"Crying" sounds like the offspring of LCD Soundsystem and U2’s Achtung Baby. Hand claps sound like snare drums. I have a hard time figuring out whether a guitar is being played or a keyboard blare. "Golden Age" is all bass at first until they throw it atop some massive keyboards, a catchy chorus, and what sounds like an orchestra.
But no matter how weird things get, how many effects or intruments they pile on, everything is built upon the solid frame of a killer song. Surely not as difficult as thier last album, but when it is so easy to sing along why fight the urge?

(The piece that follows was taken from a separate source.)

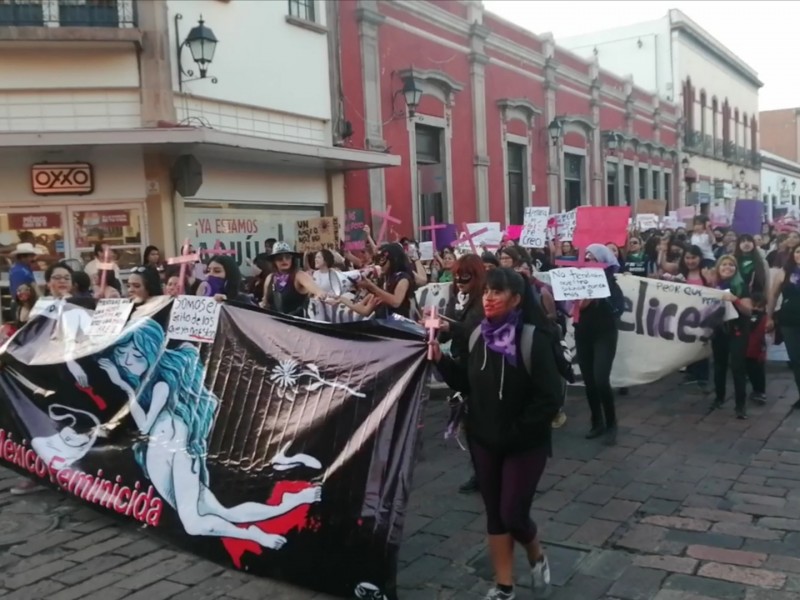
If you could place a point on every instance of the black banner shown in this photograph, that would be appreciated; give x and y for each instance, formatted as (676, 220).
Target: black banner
(285, 448)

4. Hercules & Love Affair - Hercules & Love AffairPitchfork gave the The Saturday Night Fever Soundtrack an 8.7 but had this disclaimer:
It did so by diluting disco's more extreme elements to create a safer, more marketable package. Even then, conservative audiences saw disco culture as a Sodom and Gomorrah rather than an alternative Eden.
I was skeptical that there was some deep, dark disco universe I didn't know about. Sure, I knew about the drugs and the sex that happened at the club, but the music?? Though I've enjoyed some of the disco elements that modern indie bands have incorporated into their music, I've never actually, consciously, listened to what can be called "disco" without sort of enjoyment. I can't ironically dance to old disco hits. I can laugh along with LCD Soundsystem, but that's about it.

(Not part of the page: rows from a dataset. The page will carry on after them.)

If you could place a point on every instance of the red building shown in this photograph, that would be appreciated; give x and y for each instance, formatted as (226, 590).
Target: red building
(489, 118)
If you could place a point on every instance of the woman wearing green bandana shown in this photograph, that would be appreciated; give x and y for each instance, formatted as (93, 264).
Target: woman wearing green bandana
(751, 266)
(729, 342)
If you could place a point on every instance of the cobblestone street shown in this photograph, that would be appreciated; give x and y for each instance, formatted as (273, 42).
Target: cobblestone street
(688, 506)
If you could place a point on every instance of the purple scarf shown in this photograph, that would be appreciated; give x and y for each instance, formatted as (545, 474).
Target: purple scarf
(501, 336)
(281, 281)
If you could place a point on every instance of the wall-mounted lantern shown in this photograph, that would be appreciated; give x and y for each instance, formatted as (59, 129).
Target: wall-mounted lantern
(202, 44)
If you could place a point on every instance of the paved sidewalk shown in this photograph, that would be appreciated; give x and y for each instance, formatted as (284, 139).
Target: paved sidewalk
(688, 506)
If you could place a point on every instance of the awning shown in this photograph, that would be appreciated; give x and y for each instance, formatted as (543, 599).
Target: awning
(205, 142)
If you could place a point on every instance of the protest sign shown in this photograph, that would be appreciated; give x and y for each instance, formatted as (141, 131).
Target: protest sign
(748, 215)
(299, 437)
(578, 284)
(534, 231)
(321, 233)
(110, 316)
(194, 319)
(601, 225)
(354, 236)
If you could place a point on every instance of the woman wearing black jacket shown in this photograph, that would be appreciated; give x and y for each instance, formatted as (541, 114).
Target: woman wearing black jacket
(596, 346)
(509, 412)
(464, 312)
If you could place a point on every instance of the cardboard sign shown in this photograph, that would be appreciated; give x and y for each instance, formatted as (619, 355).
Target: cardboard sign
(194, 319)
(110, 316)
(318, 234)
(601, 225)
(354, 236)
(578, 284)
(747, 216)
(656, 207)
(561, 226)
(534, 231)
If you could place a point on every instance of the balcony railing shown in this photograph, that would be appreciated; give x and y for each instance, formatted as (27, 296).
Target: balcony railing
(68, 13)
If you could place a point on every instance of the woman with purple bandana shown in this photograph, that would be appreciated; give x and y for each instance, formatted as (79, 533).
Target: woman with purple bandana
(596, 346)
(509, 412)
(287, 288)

But here is a living breathing Disco album and the most striking thing about the whole experience is how dark and menacing the experience is. Though the music definitely makes you dance, this is dancing for some kind of understanding or, at the very least, some sort of release from the regular world. It's no joke that they brought in Antony to sing on so many of the tracks. His weary voice gives meaning to these songs, and an importance that can't be diminished.

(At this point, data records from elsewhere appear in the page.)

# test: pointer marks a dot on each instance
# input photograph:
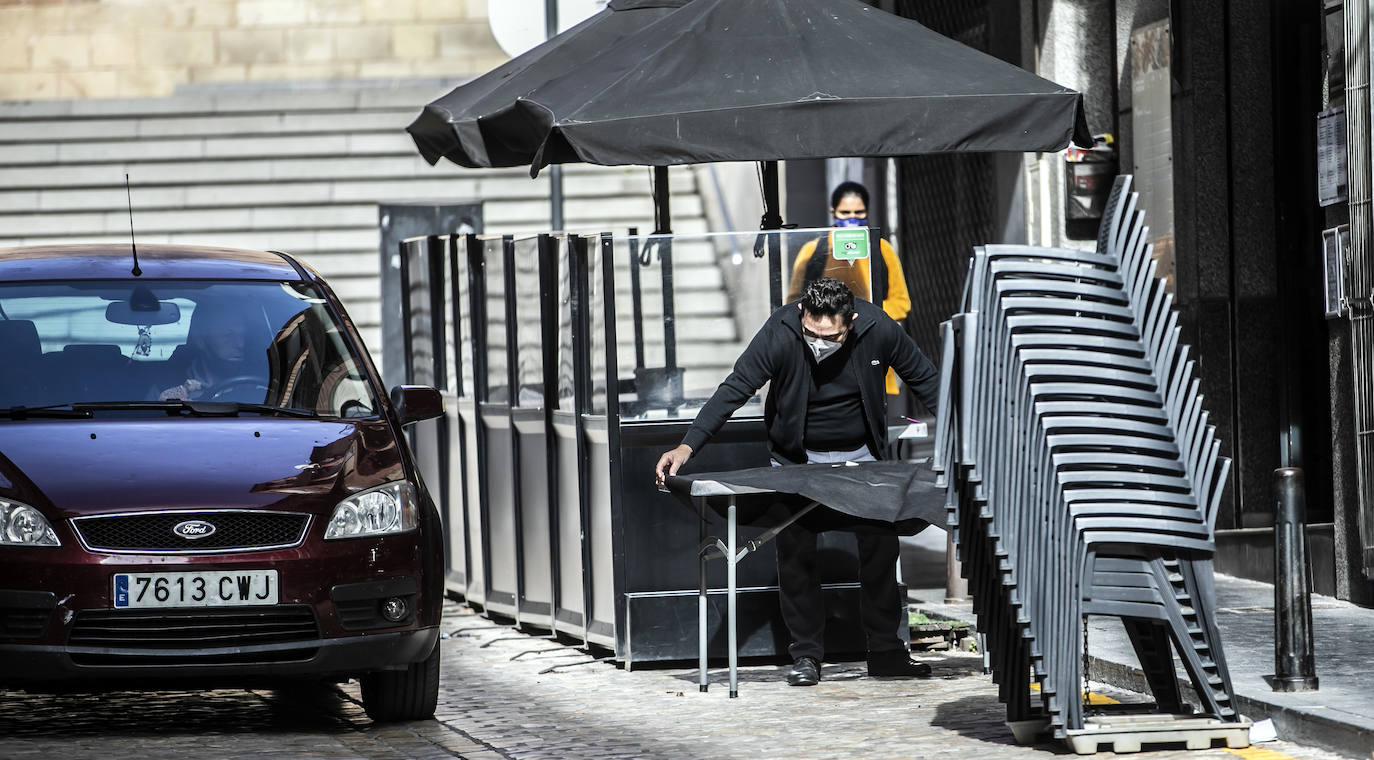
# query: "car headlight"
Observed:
(379, 511)
(24, 525)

Rather like Austin, I was tempted for a few weeks this summer to throw this album up top and be done with it. A nearly perfect dance album featuring insane single after insane single, this album was one that sounded equally good on the dance floor as it did on headphones. Hell, I even played the title track during my wedding reception and people danced.
But unlike Austin, I never let go. "Blind" sounded as good to me in the summer sun as it did while I was ducking into buildings during cold Chicago winters.
3. Okkervil River – The Stand InsAustin, I hope you're happy. I've been trying for the past four years to dismiss Okkervil River as an average guitar band. I had vindication with Black Sheep Boy, an album I still don't care for. But last years The Stage Names slowly wore me down. And now with The Stand Ins standing as one of my most played albums of the year, I have nothing left to fight against. I've given in. Okkervil River are an astonishing band.
This has been called a brother to The Stage Acts, but it’s easily the superior album. Every song on this collection is solid and distinctive. Little bits of classic songs have been tossed in for effect, but it never feels like stealing. It just sounds like a band on stage playing to the crowd to see if they are cool enough to get the jokes. It’s for the faithful, the ones that stuck around through the encore to see what else the band could do. I’ve played it a dozens of times, and each time I find a new sound, a new instrument, a new melody buried deep within.
2. Bonnie "Prince" Billy – Lie Down in the LightI often have River Cottage induced dreams of retiring to the country to raise pigs and tend to gardens, and now have the singer I’d like to have on my imaginary front porch. Bonnie "Prince" Billy didn't mean much to me before this but I've been completely taken aback by this album. I still can’t listen to I See a Darkness. I know it’s the supposedly his best album and I’ve tried to go back to it, but nothing sounds as comfortable as this album.
This is an album of infinite pleasures, starting with "Easy Does It" a simple song that's quietly my favorite song of the year. There's something so refreshing about the complete lack of irony when he sings, "There's my brothers and my girlfriend, my mom, and my dad, and meeee....and that's all there needs to be." It's all backed by instrumentation that's the furthest thing from flashy, but is also perfectly suited and steady as can be.
But that's only the start. "For Every Field There is a Mole", with its biblical refrain gets me teary eyed and by the time we've hit "What's Missing Is" I'm home. I feel the weight of the Ohio River flowing by the hills of my small hometown in Southern Indiana. I can hear the heaviness of the air. It's all there in this album, and that's way I returned to it so often this year.
1. Deerhunter – Microcastle
Like all of my favorite music, the idea that this has a beginning or an end is unimportant. This could play in loops - it often has - and I'd never tire of it, never fail to hear something new.
I certainly got in with "Agoraphobia", with the dream-like lyrics floating over my head. But that's really just the beginning. "Never Stops" continues that incessant beat, and features the beginning of that gorgeous wave of distortion that seems to pop around this album. And then the rest of it is a blur. One incredible blur of an album I've been trying to digest again and again to see if I can figure out what is going on. Yet, it always remains out of reach. So I try again. I think I'm going to be doing this for a long, long time. This album and me are far from over.